Мэри Пирс - Горький ветер
— Вы имеете в виду, что следили за ними, а они не знали?
— Ненамеренно, просто так вышло.
— Что они делали, когда вы их увидели?
— Она провожала его до ворот. Он обнимал ее за шею. Они казались большими приятелями.
— Это, должно быть, вас разозлило.
— Нет, — сказал Том, — к тому времени я уже не злился.
— Но вы злились вначале?
— Когда я узнал, что она лжет насчет ребенка, меня это страшно разозлило. Я даже мог бы ее ударить.
— Вполне естественно, я думаю. Любой бы чувствовал то же самое. Но когда вы ударили жену, мистер Маддокс, что конкретно вы использовали? Молоток? Палку? Каминные щипцы?
— Я ничего не использовал! — сказал Том.
— Просто голыми руками, вы хотите сказать?
— Нет. Я ее вообще не трогал.
— Может быть, вы хотели только шлепнуть ее? Так, слегка, ладонью. Или слегка толкнули, так что она упала и ударилась головой?
— Сдается, что вы пытаетесь меня запутать. Вы наслушались этих историй о моем отце.
— Это случилось дома или вы уговорили ее пойти погулять по лесу?
— Хватит вопросов! — сказал Том. — Вы задаете те же самые снова и снова. Больше я ничего не скажу, даже если вы будете делать это до самого судного дня.
— У вас, разумеется, было достаточно времени, — сказал Данз, — чтобы решить, какую историю нам рассказать.
Он выдвинул из-под стола стул и сел напротив Тома. Потом открыл папку и достал несколько бумаг.
— Это о трибунале, когда вы были в армии.
— Да? Что там? — спросил Том.
— Вас обвинили в отказе подчиниться приказу. Вы были признаны виновным и получили пять дней штрафного батальона.
— Вам лучше знать. Вы выясняли это.
— Что это был за приказ, которому вы отказались подчиниться?
— Там что, не написано?
— Деталей немного. Даже в военном суде, кажется, не спросили, что это был за приказ.
— Конечно. Это их не устраивало.
— Каков был приказ, мистер Маддокс?
— Меня назначили в команду для расстрела.
— Что заставило вас отказаться? Расстройство желудка?
— Я не гожусь для расстрела своих же товарищей. У них не было права назначать меня. Им это было известно.
— А как насчет сержантов, мистер Маддокс? Вы одобряли их убийство? Точнее, одного сержанта, по имени Таунчерч? Из-за которого вы пострадали, я так понимаю?
— Я и еще несколько человек.
— Его смертельно ранили в спину, хотя он был лицом к врагу. И умирая, этот человек сделал определенные заявления.
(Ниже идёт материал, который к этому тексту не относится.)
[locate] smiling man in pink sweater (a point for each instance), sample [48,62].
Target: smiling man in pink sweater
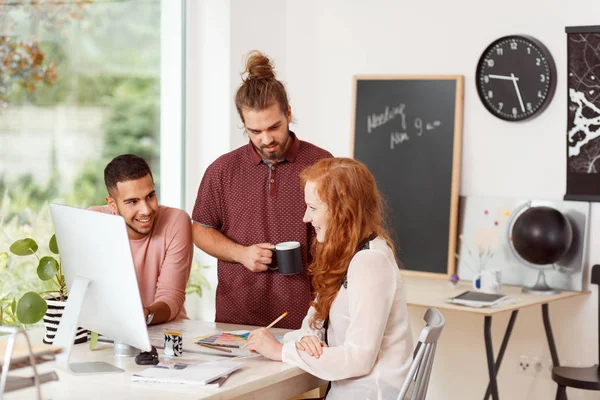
[160,237]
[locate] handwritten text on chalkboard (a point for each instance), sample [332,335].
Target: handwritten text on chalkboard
[391,112]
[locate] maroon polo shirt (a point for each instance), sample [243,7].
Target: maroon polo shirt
[251,201]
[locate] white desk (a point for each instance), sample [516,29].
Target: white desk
[427,292]
[259,378]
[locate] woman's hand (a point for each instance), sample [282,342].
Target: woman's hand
[263,342]
[311,345]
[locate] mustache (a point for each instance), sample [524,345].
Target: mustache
[268,145]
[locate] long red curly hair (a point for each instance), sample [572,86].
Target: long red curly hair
[355,211]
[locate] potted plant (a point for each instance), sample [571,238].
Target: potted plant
[48,304]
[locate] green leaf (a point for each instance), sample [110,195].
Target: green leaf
[47,268]
[24,247]
[93,340]
[31,308]
[3,261]
[53,245]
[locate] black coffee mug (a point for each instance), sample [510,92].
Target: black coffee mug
[289,258]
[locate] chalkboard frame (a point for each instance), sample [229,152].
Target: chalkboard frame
[456,160]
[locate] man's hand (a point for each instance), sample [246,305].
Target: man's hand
[257,257]
[263,342]
[311,345]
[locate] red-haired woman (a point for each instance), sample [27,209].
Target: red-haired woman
[356,333]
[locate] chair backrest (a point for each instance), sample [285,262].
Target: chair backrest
[596,281]
[420,369]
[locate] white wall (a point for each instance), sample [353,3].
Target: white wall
[318,46]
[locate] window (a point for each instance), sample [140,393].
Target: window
[82,81]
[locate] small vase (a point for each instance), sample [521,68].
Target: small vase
[52,319]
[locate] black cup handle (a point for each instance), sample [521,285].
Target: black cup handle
[274,251]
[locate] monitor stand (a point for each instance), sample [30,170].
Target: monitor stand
[67,328]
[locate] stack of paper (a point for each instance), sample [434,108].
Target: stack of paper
[199,374]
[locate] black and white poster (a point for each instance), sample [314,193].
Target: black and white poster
[583,115]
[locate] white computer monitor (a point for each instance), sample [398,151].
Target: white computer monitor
[103,293]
Так мне сказали в Кэплтоне.
— Я никогда не убивал его, если вы это хотите сказать. Это был более чем очевидный несчастный случай.
— Несчастный случай! Можно поверить.
— Такие вещи случаются, — сказал Том. — Я ослеп от британского снаряда, но не скажешь, что это было сделано умышленно.
— Вы неважно выглядите, — сказал Данз. — Вам нехорошо?
— Со мной все в порядке. Интересно, в чем еще вы собираетесь обвинить меня?
— И все же вы плохо выглядите. Может, вам хотелось бы чайку?
— Мне хотелось бы вернуться домой, — сказал Том. — Это все, чего я хочу. Я просто хочу, чтобы меня отвезли домой.
За дверями комнаты послышался внезапный шум: стук в дверь и громкие голоса, потом женский голос поверх остальных. Данз встал и быстро вышел. Том сидел, прислушиваясь к голосам, которые медленно замолкали. Полицейский, сидевший в углу, встал в дверях. В голове у Тома было пусто, как в снарядной гильзе, и обычное ощущение покалывания началось в затылке. Возможно, это были нелепые фантазии, но он мог поклясться, что в коридоре он слышал голос Бетони.
Бетони и Данз стояли лицом к лицу в маленькой комнате с зарешеченными окнами. Они были совершенно одни.
— Ну, мисс Изард, вы прорвались, так что же такое важное вы хотите нам сообщить?
— Мой брат больной человек. Вы не должны его здесь держать, и я приехала, чтобы забрать его домой.
— Больной человек? Вы это о его слепоте?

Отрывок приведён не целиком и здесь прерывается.